从头开始在Python中开发深度学习字幕生成模型（下）

来源： SDK.cn 类型：技术文章发布：2017-12-12 12:17:09

本文经机器之心（微信公众号：almosthuman2014）授权转载，禁止二次转载。

从头开始在Python中开发深度学习字幕生成模型（上）

从头开始在Python中开发深度学习字幕生成模型（中）

评估模型

模型拟合之后，我们可以在留出的测试数据集上评估它的预测技能。

使模型对测试数据集中的所有图像生成描述，使用标准代价函数评估预测，从而评估模型。

首先，我们需要使用训练模型对图像生成描述。输入开始描述的标记『startseq『，生成一个单词，然后递归地用生成单词作为输入启用模型直到序列标记到『endseq『或达到最大描述长度。

下面的 generate_desc() 函数实现该行为，并基于给定训练模型和作为输入的准备图像生成文本描述。它启用 word_for_id() 函数以映射整数预测至单词。

# map an integer to a word
def word_for_id(integer, tokenizer):
	for word, index in tokenizer.word_index.items():
		if index == integer:
			return word
	return None

# generate a description for an image
def generate_desc(model, tokenizer, photo, max_length):
	# seed the generation process
	in_text = 'startseq'
	# iterate over the whole length of the sequence
	for i in range(max_length):
		# integer encode input sequence
		sequence = tokenizer.texts_to_sequences([in_text])[0]
		# pad input
		sequence = pad_sequences([sequence], maxlen=max_length)
		# predict next word
		yhat = model.predict([photo,sequence], verbose=0)
		# convert probability to integer
		yhat = argmax(yhat)
		# map integer to word
		word = word_for_id(yhat, tokenizer)
		# stop if we cannot map the word
		if word is None:
			break
		# append as input for generating the next word
		in_text += ' ' + word
		# stop if we predict the end of the sequence
		if word == 'endseq':
			break
	return in_text

我们将为测试数据集和训练数据集中的所有图像生成预测。

下面的 evaluate_model() 基于给定图像描述数据集和图像特征评估训练模型。
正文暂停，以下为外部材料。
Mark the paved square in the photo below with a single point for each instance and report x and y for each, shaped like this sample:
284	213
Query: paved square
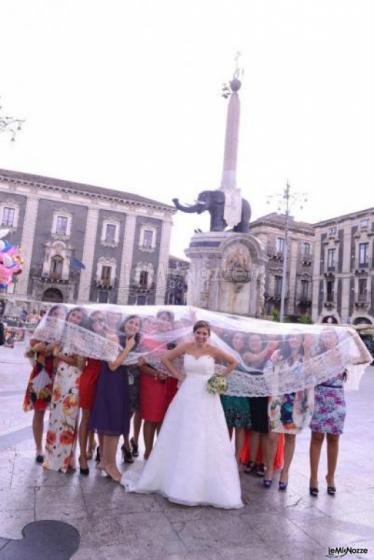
114	525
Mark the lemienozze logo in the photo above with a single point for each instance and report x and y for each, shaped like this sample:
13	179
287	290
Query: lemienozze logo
340	551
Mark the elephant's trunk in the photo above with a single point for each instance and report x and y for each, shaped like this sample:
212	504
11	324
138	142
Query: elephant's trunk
190	209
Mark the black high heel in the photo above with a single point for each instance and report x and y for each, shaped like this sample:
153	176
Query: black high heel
127	455
134	448
84	472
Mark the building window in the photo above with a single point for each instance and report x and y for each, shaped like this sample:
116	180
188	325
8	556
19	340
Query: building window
278	286
330	290
57	264
363	254
110	233
102	296
280	245
362	287
106	273
8	216
61	225
144	275
143	279
304	289
331	258
306	248
147	239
收集实际和预测描述，使用语料库 BLEU 值对它们进行评估。语料库 BLEU 值总结了生成文本和期望文本之间的相似度。

# evaluate the skill of the model
def evaluate_model(model, descriptions, photos, tokenizer, max_length):
	actual, predicted = list(), list()
	# step over the whole set
	for key, desc_list in descriptions.items():
		# generate description
		yhat = generate_desc(model, tokenizer, photos[key], max_length)
		# store actual and predicted
		references = [d.split() for d in desc_list]
		actual.append(references)
		predicted.append(yhat.split())
	# calculate BLEU score
	print('BLEU-1: %f' % corpus_bleu(actual, predicted, weights=(1.0, 0, 0, 0)))
	print('BLEU-2: %f' % corpus_bleu(actual, predicted, weights=(0.5, 0.5, 0, 0)))
	print('BLEU-3: %f' % corpus_bleu(actual, predicted, weights=(0.3, 0.3, 0.3, 0)))
	print('BLEU-4: %f' % corpus_bleu(actual, predicted, weights=(0.25, 0.25, 0.25, 0.25)))

BLEU 值用于在文本翻译中评估译文和一或多个参考译文的相似度。

这里，我们将每个生成描述与该图像的所有参考描述进行对比，然后计算 1、2、3、4 等 n 元语言模型的 BLEU 值。
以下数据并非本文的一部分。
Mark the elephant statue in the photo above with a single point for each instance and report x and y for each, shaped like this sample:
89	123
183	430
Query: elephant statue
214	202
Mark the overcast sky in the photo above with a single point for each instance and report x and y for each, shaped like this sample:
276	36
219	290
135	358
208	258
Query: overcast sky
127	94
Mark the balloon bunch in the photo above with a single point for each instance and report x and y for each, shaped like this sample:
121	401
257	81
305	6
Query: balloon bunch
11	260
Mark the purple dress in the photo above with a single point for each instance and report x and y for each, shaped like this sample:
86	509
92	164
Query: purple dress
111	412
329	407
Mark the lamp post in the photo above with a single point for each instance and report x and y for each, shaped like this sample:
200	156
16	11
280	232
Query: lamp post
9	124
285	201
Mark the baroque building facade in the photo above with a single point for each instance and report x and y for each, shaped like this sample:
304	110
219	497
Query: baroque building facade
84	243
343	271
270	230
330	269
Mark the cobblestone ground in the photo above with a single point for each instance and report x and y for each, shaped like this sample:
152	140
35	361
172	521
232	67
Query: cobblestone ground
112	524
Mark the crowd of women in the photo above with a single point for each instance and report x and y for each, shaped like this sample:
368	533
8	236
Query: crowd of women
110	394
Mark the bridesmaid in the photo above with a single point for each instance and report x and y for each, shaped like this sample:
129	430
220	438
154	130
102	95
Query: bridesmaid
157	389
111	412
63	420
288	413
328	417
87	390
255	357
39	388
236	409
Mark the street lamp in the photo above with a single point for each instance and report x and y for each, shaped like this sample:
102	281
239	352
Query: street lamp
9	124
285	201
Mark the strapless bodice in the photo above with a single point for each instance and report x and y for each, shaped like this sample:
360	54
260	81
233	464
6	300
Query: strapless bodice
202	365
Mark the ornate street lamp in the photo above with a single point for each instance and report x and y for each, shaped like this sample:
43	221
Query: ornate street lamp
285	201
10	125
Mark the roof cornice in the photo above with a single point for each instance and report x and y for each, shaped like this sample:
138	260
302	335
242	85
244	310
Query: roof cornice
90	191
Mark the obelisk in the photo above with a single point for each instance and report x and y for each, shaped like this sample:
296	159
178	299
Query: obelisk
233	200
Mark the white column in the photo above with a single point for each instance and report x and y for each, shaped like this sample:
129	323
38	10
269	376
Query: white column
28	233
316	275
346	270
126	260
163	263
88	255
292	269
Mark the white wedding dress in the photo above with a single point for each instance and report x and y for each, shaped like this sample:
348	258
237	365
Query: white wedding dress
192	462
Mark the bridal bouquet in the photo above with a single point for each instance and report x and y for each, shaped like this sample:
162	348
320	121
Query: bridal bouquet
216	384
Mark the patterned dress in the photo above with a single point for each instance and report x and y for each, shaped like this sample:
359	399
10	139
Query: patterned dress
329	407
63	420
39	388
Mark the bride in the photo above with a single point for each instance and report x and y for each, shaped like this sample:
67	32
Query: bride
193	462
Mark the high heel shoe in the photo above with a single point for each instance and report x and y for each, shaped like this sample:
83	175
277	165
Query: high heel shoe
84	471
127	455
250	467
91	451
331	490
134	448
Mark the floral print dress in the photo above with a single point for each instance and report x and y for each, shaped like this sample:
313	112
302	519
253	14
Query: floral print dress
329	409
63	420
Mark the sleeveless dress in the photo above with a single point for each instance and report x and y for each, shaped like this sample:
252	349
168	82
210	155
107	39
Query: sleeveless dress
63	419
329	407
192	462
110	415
NLTK Python 库在 corpus_bleu() 函数中实现了 BLEU 值计算。分值越接近 1.0 越好，越接近 0 越差。

我们可以结合前面加载数据部分中的函数。首先加载训练数据集来准备 Tokenizer，以使我们将生成单词编码成模型的输入序列。使用模型训练时使用的编码机制对生成单词进行编码非常关键。

然后使用这些函数加载测试数据集。完整示例如下：

from numpy import argmax
from pickle import load
from keras.preprocessing.text import Tokenizer
from keras.preprocessing.sequence import pad_sequences
from keras.models import load_model
from nltk.translate.bleu_score import corpus_bleu

# load doc into memory
def load_doc(filename):
	# open the file as read only
	file = open(filename, 'r')
	# read all text
	text = file.read()
	# close the file
	file.close()
	return text

# load a pre-defined list of photo identifiers
def load_set(filename):
	doc = load_doc(filename)
	dataset = list()
	# process line by line
	for line in doc.split('\n'):
		# skip empty lines
		if len(line) < 1:
			continue
		# get the image identifier
		identifier = line.split('.')[0]
		dataset.append(identifier)
	return set(dataset)

# load clean descriptions into memory
def load_clean_descriptions(filename, dataset):
	# load document
	doc = load_doc(filename)
	descriptions = dict()
	for line in doc.split('\n'):
		# split line by white space
		tokens = line.split()
		# split id from description
		image_id, image_desc = tokens[0], tokens[1:]
		# skip images not in the set
		if image_id in dataset:
			# create list
			if image_id not in descriptions:
				descriptions[image_id] = list()
			# wrap description in tokens
			desc = 'startseq ' + ' '.join(image_desc) + ' endseq'
			# store
			descriptions[image_id].append(desc)
	return descriptions

# load photo features
def load_photo_features(filename, dataset):
	# load all features
	all_features = load(open(filename, 'rb'))
	# filter features
	features = {k: all_features[k] for k in dataset}
	return features

# covert a dictionary of clean descriptions to a list of descriptions
def to_lines(descriptions):
	all_desc = list()
	for key in descriptions.keys():
		[all_desc.append(d) for d in descriptions[key]]
	return all_desc

# fit a tokenizer given caption descriptions
def create_tokenizer(descriptions):
	lines = to_lines(descriptions)
	tokenizer = Tokenizer()
	tokenizer.fit_on_texts(lines)
	return tokenizer

# calculate the length of the description with the most words
def max_length(descriptions):
	lines = to_lines(descriptions)
	return max(len(d.split()) for d in lines)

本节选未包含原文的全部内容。